Morbidity of hope….Zafar Mirza


I did not myself know what I wanted: I feared life, desired to escape from it, yet still hoped something of it. Leo Tolstoy

WE are all passing through collective anxiety and suffering from a sense of loss and perennial sadness. Gloom is growing. Hope is battered and morbid. Chronic optimism has its limits.

I mainly write these columns on health issues that abound and are deep and complex. Put together, they constitute a national health crisis. But the serious and sustainable resolution of any of these issues requires, ultimately, national stability, good governance, leadership, focus and fiscal prioritisation all of which we dont have.

The weak are dying of hunger. I will try my best all of my policies will be made to raise our weaker classes, for our labourers for our poor farmers, who work all year and get no money 45 per cent of children have stunted growth, they dont reach the right height, or their brains dont develop.

There are countries with less than 25 million people, and we have that many children out of school.

What a great loss of opportunity. In fact, was it really a true opportunity or a farce?

My effort will be that we try our best to raise these people up, that all of our policies be focused on human development. I want the whole country to think like this.

No country can prosper when there is a small island of rich people, and a sea of poor.

We will not do any kind of political victimisation. We will establish supremacy of the law whoever violates the law, we will act against them.

Accountability will start with me, then my ministers, and then it will go from there.

I am telling you that we will run Pakistan like it has never been run before and we will start with ourselves.

I pledge that there will be a different kind of governance in Pakistan.

This was the grand vision and high moral pitch on which it all started on July 26, 2018, after the election victory. In his first speech as prime minister on Aug 19, 2018, he pulled out a CT scan of the stunted brain of a child and compared it with a healthy brain scan to show the difference. The reason for the stunted brain was that the affected child was not getting enough nutrition, and 45pc of our children are stunted, almost every other child, he told the nation, and we are going to change this.

As a public health professional and an international civil servant sitting in the WHO regional office for the Eastern Mediterranean in Cairo, this speech lifted my spirits. I had goosebumps. Finally, I thought, there is somebody who knows the real problems of the people of Pakistan, who knows his priorities and is determined to establish an Islamic welfare state. Next day, in office I translated all this to my international colleagues and everybody voiced a big Wow! I had an acute urge to return to my country to witness this transformation up close, and contribute to it.

In mid-April 2019, sitting in a meeting in the same office in Cairo, I had a personal call from prime minister Imran Khan followed by another call the next day. In these conversations, we discussed in detail the health sector in Pakistan and its problems and the need for and approach to reform. I never realised in the beginning that I was actually being interviewed to join his cabinet as his special adviser on health. Finally, in the end, when he offered me the position, I promptly accepted. On being asked when I could come, my explicit reply was, on the first available flight to Islamabad, and that is exactly what I did, and never looked back. Such was the dream, the opportunity and the resolve.
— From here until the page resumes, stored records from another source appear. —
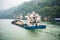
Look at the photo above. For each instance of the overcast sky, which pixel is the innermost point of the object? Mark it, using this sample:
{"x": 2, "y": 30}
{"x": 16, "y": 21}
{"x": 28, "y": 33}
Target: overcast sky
{"x": 6, "y": 4}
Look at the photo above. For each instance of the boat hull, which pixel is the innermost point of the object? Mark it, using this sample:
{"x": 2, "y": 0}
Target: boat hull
{"x": 30, "y": 27}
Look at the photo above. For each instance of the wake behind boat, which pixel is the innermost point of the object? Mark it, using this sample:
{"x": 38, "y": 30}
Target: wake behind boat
{"x": 33, "y": 22}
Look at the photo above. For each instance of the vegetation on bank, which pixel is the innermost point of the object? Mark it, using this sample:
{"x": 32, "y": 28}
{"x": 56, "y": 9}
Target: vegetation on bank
{"x": 48, "y": 9}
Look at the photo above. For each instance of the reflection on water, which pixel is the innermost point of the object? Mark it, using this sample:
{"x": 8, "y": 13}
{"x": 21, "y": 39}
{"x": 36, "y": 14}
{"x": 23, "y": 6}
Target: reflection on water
{"x": 9, "y": 31}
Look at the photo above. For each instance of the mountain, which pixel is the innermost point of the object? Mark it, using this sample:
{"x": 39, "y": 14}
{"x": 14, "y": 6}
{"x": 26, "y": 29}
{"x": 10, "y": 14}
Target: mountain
{"x": 46, "y": 8}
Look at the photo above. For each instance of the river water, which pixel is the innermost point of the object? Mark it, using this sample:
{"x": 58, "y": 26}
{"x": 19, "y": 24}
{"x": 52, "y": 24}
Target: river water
{"x": 9, "y": 31}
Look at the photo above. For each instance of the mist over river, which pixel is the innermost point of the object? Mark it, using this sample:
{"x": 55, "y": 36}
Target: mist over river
{"x": 9, "y": 31}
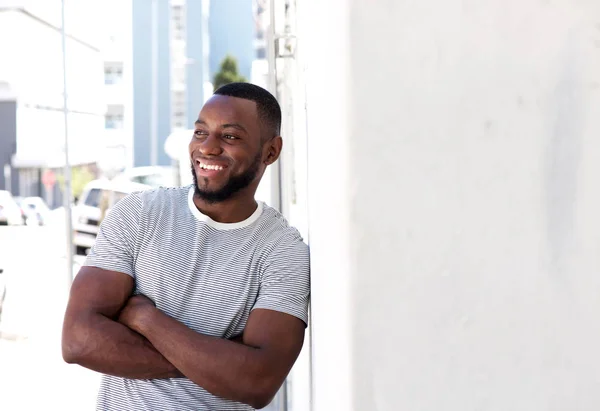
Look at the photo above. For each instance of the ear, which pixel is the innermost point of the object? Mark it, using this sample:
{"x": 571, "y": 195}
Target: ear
{"x": 273, "y": 150}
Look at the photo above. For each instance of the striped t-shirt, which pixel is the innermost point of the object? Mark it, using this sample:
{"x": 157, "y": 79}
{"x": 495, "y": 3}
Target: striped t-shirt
{"x": 205, "y": 274}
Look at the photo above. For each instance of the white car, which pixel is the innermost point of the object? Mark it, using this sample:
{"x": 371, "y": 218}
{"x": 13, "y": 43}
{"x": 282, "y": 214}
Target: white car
{"x": 10, "y": 212}
{"x": 2, "y": 290}
{"x": 98, "y": 197}
{"x": 153, "y": 176}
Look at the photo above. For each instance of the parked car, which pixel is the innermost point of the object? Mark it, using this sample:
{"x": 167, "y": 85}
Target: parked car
{"x": 10, "y": 212}
{"x": 153, "y": 176}
{"x": 98, "y": 197}
{"x": 34, "y": 210}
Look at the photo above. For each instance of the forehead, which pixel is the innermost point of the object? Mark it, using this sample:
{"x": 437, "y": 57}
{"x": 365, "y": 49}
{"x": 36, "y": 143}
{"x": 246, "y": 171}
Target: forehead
{"x": 226, "y": 109}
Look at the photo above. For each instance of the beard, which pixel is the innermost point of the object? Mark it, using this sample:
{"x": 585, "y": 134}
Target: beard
{"x": 234, "y": 185}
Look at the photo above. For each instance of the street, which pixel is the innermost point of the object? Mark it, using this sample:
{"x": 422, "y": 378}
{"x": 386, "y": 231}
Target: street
{"x": 32, "y": 372}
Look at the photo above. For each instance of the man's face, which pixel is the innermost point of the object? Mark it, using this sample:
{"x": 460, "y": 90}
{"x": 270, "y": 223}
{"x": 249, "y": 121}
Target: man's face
{"x": 226, "y": 151}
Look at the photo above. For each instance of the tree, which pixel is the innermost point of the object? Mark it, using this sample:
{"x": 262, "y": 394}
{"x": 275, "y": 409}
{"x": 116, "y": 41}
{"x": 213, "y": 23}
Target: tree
{"x": 228, "y": 73}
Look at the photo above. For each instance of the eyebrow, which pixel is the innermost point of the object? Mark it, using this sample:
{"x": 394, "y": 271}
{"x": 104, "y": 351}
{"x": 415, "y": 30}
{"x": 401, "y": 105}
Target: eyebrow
{"x": 237, "y": 126}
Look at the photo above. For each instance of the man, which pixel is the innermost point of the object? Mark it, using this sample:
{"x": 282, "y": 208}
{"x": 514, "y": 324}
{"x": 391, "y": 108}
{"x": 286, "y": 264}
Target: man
{"x": 195, "y": 298}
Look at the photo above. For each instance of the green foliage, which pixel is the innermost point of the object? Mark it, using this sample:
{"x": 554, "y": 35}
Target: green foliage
{"x": 228, "y": 73}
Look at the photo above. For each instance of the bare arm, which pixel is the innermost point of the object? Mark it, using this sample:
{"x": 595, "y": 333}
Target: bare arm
{"x": 94, "y": 339}
{"x": 251, "y": 372}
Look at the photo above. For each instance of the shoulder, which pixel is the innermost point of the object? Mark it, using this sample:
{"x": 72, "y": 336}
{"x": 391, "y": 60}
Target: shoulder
{"x": 279, "y": 237}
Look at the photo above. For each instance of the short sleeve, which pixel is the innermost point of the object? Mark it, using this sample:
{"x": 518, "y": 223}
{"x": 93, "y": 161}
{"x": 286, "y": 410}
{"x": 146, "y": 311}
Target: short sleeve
{"x": 285, "y": 280}
{"x": 117, "y": 235}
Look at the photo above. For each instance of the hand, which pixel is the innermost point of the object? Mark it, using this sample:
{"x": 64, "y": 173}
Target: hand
{"x": 136, "y": 312}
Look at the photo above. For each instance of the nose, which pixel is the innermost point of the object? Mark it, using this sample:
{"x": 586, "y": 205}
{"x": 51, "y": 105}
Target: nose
{"x": 210, "y": 146}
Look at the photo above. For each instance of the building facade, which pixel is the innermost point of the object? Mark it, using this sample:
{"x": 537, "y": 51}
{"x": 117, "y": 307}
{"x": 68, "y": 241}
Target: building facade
{"x": 31, "y": 74}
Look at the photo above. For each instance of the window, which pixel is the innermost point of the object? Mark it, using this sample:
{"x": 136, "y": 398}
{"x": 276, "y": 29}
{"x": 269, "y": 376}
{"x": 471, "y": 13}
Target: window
{"x": 177, "y": 21}
{"x": 113, "y": 75}
{"x": 113, "y": 121}
{"x": 93, "y": 198}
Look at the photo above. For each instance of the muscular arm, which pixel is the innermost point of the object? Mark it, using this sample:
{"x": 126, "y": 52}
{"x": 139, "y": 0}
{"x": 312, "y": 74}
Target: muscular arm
{"x": 251, "y": 372}
{"x": 94, "y": 339}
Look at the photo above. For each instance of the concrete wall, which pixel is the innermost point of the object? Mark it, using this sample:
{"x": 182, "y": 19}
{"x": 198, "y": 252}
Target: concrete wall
{"x": 142, "y": 81}
{"x": 8, "y": 143}
{"x": 454, "y": 163}
{"x": 197, "y": 69}
{"x": 231, "y": 31}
After taking charge of the federal Ministry of National Health Services, Regulation and Coordination, I started attending cabinet meetings, and gradually the brightness started fading from what I was observing and experiencing in my efforts to bring tabdeeli to the health sector as part of naya Pakistan. Almost every reform effort was thwarted and blunted, one way or the other. My personal experiences and observations actually deserve a book, which I hope to write one day.

But look where we have landed in a bigger lurch, in every sense of the word, than before July 2018. What a great loss of opportunity. In fact, was it really a true opportunity or was it a farce? From what I saw as part of the government and what I have learnt since then and am learning every day, these days especially after the events of May 9, I feel so deeply betrayed, hurt and embarrassed.

I ask myself, was all this intentional or was it naivety mixed with lack of experience and mismanagement? Or was it hubris and a know-it-all attitude and delusional megalomania? Or was it all an obsession to get political opponents, and frustration at not being able to get them? Maybe it is a mixture of all these. But where to fit in and explain the turning of a blind eye to the corruption under the nose of near and dear ones? How to describe the stubbornness in defending a nincompoop chief minister against the whole world? Or is it that we still dont know the full story of all that is shrouded beneath layers of white sheets? Will time and destiny allow part two of my personal journey?

Flabbergasting is the complex human package of multiple intertwined strands of great visions and self-destructive weaknesses the weight of which drowns all good intentions, great sayings, lofty ideals and everybody else and the nation.

At the end, it is hope that is the ultimate sufferer, battered and morbid that is the real damage that has befallen us.

Human resilience will lift its head again out of shattered dreams, of course, but a loss is a loss.

The writer is a former SAPM on health, professor of health systems at Shifa Tameer-i-Millat University and WHO adviser on UHC.